Poétique postmoderne (Haiti)

Publié le par la freniere

 

Dans le reflux de l’histoire à ma porte
il n’y a rien dans le temps
ni dans l’espace, rien de neuf
à découvrir dans les cendres des utopies.

Je suis aujourd’hui ce poète sans chat
ni fax bavard dans sa maison de campagne;
ce magicien sans jaco ni internet
face au chagrin de ses milliers de livres;
cet hidalgo noir sans argent frais ni portable
pour héler les fous de l’achat et de la vente.

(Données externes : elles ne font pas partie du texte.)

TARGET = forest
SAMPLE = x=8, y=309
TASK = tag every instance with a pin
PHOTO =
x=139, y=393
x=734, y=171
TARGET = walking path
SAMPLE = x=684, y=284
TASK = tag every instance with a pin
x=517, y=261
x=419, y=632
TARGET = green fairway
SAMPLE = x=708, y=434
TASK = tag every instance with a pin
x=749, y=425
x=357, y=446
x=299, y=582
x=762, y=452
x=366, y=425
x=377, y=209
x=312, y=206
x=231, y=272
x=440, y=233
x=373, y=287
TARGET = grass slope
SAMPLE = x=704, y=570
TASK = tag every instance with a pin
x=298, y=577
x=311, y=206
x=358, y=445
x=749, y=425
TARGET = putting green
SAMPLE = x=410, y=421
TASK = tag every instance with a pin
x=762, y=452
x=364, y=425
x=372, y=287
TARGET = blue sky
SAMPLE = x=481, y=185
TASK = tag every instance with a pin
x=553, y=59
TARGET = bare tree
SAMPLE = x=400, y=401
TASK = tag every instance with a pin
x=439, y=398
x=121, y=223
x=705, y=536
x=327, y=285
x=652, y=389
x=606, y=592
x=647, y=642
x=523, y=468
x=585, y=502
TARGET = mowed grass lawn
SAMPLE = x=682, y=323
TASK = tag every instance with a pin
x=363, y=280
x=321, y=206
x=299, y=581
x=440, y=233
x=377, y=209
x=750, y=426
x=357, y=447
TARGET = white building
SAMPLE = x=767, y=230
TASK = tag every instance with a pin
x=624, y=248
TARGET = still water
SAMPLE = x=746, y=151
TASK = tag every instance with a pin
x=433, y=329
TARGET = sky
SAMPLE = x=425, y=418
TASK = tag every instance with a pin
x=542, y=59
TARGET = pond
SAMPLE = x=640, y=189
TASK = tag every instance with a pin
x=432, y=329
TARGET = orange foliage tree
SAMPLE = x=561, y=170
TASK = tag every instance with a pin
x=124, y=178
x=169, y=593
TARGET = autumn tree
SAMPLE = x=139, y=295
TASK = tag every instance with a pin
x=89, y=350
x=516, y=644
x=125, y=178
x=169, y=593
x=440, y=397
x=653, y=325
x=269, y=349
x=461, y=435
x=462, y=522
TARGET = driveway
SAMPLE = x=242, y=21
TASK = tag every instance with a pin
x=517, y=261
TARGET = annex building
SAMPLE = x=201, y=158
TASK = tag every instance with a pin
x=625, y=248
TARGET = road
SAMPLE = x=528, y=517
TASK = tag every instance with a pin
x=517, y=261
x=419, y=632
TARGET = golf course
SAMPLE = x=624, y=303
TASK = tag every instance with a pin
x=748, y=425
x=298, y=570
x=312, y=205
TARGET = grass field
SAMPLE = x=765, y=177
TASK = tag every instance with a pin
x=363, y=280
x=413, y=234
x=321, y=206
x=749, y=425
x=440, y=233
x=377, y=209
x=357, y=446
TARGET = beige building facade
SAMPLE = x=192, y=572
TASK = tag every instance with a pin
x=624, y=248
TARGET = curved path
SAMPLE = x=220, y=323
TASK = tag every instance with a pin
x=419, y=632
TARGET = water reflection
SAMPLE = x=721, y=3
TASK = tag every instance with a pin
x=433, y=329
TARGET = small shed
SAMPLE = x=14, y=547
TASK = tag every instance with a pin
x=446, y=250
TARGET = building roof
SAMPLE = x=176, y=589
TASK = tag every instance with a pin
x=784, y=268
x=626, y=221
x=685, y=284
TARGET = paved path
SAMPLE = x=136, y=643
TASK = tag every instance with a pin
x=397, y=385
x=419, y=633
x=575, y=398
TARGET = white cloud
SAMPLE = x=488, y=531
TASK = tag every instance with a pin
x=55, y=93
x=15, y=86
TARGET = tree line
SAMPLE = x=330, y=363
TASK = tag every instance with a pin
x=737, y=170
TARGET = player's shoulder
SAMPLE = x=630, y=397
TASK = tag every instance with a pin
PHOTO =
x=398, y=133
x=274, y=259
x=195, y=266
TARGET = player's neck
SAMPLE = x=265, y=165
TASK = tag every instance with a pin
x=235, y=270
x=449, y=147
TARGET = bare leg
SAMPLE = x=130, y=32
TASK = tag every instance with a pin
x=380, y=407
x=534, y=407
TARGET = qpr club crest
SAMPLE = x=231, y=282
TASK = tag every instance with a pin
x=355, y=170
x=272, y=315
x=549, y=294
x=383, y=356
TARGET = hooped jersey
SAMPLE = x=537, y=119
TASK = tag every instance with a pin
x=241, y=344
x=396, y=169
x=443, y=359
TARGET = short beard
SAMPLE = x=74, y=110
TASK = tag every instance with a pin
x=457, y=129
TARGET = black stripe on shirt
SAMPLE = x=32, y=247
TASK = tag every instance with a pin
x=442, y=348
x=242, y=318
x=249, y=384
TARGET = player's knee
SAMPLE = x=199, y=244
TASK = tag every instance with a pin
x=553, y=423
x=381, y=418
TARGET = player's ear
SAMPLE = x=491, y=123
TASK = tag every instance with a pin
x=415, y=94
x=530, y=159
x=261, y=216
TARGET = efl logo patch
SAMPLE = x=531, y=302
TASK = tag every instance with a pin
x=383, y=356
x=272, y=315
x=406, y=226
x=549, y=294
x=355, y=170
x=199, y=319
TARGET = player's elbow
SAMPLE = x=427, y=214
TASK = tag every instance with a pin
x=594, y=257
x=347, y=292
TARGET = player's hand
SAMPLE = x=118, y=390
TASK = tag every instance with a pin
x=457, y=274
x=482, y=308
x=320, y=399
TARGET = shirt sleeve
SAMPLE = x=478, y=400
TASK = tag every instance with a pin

Dois-je courir encore après un autre sort?
un ultime juillet indien de la vie
à donner au jogging de mes vieux os?

Je reste ce poète en danger
sous les obus du consumérisme,
cet homme enfermé dans sa loi naturelle:
ma capacité de souffrir trouve un chien
et un chez-soi dans le malheur d’autrui.
À chaque offensé, en frère, j’offre un feu,
à chaque humiliée, en copain, j’offre la joie
de vivre du dernier cerceau de mon enfance.

Loin de la rage consumériste
qui épuise la grande santé du monde,
je jubile à l’idée d’un départ à zéro,
je bande en rital à rêver d’une flamme autre
pour les soirées d’hiver de ma petite lampe.